Thursday, April 8, 2010

On Ideological Purity

Flavia rightfully called FLG out on his Feminism qua Marxism post.

First, she wrote:
This is only a side point to the content of your post, but I think this kind of policing of ideologies or affiliations (regardless of whether they're one's own or someone else's) serves no good purpose, unless it's to shut down debate and declare victory: I know what a real feminist/Republican/Christian/Nietzschean is, and you're not it!

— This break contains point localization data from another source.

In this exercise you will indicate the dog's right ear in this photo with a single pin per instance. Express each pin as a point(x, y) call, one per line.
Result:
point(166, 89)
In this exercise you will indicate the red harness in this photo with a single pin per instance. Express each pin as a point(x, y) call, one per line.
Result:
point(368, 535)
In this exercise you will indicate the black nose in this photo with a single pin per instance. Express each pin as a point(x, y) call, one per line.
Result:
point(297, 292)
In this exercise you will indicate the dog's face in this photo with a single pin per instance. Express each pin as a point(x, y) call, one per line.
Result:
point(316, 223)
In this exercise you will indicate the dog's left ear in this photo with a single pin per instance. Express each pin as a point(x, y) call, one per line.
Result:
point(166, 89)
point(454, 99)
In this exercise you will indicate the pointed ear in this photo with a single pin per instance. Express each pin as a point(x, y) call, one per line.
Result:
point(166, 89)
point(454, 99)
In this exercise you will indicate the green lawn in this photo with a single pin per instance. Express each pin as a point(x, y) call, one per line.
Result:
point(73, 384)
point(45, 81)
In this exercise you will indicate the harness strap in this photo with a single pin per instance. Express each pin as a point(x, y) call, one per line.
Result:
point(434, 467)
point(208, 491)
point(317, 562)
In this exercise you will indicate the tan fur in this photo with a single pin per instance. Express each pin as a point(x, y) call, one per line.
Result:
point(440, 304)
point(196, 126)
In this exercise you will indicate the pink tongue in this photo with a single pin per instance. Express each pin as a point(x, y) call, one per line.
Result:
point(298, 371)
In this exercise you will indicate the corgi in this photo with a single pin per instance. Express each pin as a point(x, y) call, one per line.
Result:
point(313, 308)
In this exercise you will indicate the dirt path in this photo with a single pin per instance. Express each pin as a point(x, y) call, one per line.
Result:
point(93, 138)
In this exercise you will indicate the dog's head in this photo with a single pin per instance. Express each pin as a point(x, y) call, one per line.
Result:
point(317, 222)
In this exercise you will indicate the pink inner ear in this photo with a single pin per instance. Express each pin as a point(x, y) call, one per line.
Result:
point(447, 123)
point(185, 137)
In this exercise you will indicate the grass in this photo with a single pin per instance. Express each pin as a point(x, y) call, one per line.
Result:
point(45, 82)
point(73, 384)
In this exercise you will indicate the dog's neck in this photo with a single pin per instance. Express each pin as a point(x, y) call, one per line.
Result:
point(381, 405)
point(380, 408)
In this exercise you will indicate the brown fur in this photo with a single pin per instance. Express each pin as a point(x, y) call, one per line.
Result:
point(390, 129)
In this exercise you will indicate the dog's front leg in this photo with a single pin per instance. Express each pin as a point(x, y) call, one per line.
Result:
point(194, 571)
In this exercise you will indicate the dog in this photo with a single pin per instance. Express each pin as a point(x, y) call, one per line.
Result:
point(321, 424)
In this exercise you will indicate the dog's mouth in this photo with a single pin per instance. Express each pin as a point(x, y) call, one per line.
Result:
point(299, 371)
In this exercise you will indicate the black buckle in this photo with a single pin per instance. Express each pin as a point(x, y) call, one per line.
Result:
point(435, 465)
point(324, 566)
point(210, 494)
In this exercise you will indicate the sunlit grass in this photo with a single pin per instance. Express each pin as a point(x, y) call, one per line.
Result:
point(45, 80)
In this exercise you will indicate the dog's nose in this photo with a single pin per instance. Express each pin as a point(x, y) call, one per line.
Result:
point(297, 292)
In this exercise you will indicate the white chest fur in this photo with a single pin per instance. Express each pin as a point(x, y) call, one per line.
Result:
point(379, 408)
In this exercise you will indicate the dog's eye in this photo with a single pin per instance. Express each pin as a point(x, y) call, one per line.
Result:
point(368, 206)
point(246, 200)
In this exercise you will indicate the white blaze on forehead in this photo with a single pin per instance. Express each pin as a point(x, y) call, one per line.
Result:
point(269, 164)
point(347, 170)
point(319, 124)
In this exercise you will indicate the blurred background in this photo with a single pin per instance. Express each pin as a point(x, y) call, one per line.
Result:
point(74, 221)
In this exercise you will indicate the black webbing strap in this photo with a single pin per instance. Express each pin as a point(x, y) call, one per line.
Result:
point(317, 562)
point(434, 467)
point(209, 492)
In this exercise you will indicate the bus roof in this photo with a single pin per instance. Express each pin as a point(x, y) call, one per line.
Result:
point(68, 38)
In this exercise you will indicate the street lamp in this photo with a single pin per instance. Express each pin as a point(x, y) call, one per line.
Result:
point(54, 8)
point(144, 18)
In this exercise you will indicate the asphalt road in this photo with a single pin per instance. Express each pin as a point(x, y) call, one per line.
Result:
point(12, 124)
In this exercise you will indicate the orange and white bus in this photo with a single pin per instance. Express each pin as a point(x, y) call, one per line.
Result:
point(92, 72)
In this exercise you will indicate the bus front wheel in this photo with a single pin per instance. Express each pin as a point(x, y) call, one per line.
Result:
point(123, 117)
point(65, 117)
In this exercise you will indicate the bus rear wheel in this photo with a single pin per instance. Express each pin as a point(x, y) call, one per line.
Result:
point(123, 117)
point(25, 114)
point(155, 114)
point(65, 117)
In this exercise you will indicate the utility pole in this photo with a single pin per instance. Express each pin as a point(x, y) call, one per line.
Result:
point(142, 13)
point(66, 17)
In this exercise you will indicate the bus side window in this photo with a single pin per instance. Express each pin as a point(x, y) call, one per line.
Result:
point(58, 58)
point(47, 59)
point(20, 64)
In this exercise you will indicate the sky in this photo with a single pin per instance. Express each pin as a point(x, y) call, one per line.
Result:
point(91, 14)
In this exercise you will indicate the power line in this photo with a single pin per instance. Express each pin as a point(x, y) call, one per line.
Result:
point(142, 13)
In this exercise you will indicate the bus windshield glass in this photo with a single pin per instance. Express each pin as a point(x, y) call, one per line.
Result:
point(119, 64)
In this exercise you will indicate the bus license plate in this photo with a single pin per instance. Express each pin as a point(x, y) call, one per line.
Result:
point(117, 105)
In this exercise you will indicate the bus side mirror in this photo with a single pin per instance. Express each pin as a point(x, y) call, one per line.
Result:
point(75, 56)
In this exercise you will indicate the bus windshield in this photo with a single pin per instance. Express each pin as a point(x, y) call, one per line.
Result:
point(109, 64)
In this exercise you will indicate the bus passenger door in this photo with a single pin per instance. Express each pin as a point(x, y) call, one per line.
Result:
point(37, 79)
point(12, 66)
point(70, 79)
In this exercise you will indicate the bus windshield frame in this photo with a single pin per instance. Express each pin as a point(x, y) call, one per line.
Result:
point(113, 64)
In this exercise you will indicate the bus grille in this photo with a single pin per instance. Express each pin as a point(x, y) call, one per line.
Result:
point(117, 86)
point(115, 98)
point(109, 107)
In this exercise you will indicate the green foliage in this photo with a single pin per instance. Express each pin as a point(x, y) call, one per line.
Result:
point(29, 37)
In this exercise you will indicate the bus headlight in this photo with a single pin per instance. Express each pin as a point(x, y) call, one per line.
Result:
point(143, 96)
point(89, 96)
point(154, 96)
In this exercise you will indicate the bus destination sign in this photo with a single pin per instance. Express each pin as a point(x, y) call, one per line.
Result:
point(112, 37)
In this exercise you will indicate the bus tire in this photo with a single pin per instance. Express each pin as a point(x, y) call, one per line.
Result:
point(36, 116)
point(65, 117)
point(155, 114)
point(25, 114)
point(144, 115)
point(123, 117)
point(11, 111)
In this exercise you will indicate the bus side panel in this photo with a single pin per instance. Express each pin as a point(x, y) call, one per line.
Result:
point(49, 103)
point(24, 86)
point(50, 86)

FLG then responded in part:
my point was really limited to the members of the "official" feminist complex. The one's who buy into that buy with it certain Marxist assumptions. If a individual isn't aware of it, then they haven't thought it all the way through.

She then explains:
I'm also troubled by the tendency of people outside a group to produce something they believe to be a trump card--a proof of intellectual incoherency or hypocrisy or whatever--to deny others the affiliation they claim, often with perfectly good reason (I'm not saying that's what you were doing, just that you reminded me of that move): he's pro-life, so he can't be a Democrat! She's an Evangelical Christian, so she can't be a feminist!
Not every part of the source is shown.